Sevgi’li Aşk: EYLÜL, bir babanın çocuğu olacağı müjdesini aldığı andan itibaren, heyecan dolu bir bekleyişin gönülden kaleme döküldüğü bir eser olmuş. Yazar Mehmet Gökcük, kızıyla ilgili düşlerini, coşkun evlat aşkını, masal, mektup ve şiirlerle satırlara aktarmış. Bu çok özel, aşk ve özlem dolu satırların, sevgili Eylül Defne’nin de ömrü boyunca önünde ışık olacağına inanıyorum. Bir babanın, daha doğmadan kızına düşlerini hediye ettiği Sevgi’li Aşk: EYLÜL’ün tüm okuyuculara ulaşmasını gönülden temenni ederim.
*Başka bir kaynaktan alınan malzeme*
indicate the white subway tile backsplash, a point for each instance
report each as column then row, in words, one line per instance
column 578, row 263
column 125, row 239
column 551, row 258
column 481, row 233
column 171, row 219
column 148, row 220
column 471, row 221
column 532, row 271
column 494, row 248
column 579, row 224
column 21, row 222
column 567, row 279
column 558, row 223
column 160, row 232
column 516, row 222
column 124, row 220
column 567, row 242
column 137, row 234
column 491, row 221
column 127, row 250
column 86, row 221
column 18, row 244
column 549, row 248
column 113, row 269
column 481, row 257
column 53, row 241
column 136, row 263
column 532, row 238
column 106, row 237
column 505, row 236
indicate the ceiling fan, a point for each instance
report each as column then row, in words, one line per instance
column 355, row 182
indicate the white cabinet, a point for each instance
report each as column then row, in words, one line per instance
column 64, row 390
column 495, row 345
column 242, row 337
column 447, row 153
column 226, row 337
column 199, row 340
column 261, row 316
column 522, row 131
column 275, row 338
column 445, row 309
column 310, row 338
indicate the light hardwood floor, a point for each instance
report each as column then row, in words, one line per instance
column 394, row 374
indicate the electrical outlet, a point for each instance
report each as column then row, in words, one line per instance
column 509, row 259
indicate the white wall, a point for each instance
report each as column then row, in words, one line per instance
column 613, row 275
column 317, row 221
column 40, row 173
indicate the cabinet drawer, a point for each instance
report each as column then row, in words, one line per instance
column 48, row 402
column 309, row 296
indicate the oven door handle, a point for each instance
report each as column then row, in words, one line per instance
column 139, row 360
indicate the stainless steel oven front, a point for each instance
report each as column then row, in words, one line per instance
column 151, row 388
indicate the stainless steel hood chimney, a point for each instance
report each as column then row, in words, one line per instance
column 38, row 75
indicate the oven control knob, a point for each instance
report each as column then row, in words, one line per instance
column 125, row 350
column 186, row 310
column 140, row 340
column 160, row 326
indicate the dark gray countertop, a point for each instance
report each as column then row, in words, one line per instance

Gazeteci-Yazar Nevin Şahin
“Bir şeyi şiir kılan nedir?” diye sorduğum çok oldu. Doğrusu ya, bu konuda söylenmiş sözler çok da tatmin etmedi beni. Bizzat şiirin kendisinin ölçülebilir ve nesnel olarak tanımlanabilir bir şey olmadığından belki de; bu sorunun da cevabı şudur diyemedim hiç. Yine de bana sorarsanız bir şeyin şiir olması için öncelikle “bir yere” daha da kıymetlisi “birisine” yazılmış olması gerekir. Ben böyle düşünüyorum yıllardır. O sebeple galiba, çok sayıda şair de benim gibi düşünüyor olmalı ki, aşk, şiirin en çok yakışanı en çok ziyaret edileni olmuş.. “Birisine” bir şey söylemenin en güzel ve yakışan yolu şiir olmuş hep, bundan sonra da öyle olacak.
Mehmet Gökcük, kızına yazmış. Heyecan verici değil mi? Yeni doğmuş bir bebeğe babanın verebileceği müthiş bir armağan. Yıllar geçtikçe anlamını daha da bulacak ve kıymetlenecek bir mücevher gibi.. “Birisine” yazarken, onun kendi evladı olması Gökcük’ün şiirini hemencecik başka bir yere taşıyor zaten: Hakikate...
Şiir okurken hep içimden geldiği gibi okumaya uğraştım yıllardır. Belki de o nedenle “içinden geldiği” gibi yazan herkesi çok önemsedim. Mehmet Gökcük de öyle yapmış; içinden geldiği ve hissettiği gibi yazmış şiirlerini. Zamanla bu şiir nereye evrilir, nasıl bir yola akar şimdiden bilemem. Ama bu kitap sadece yazılış gayesi ve gerçek ilhamı ile önemsenmeyi fazlasıyla hak ediyor.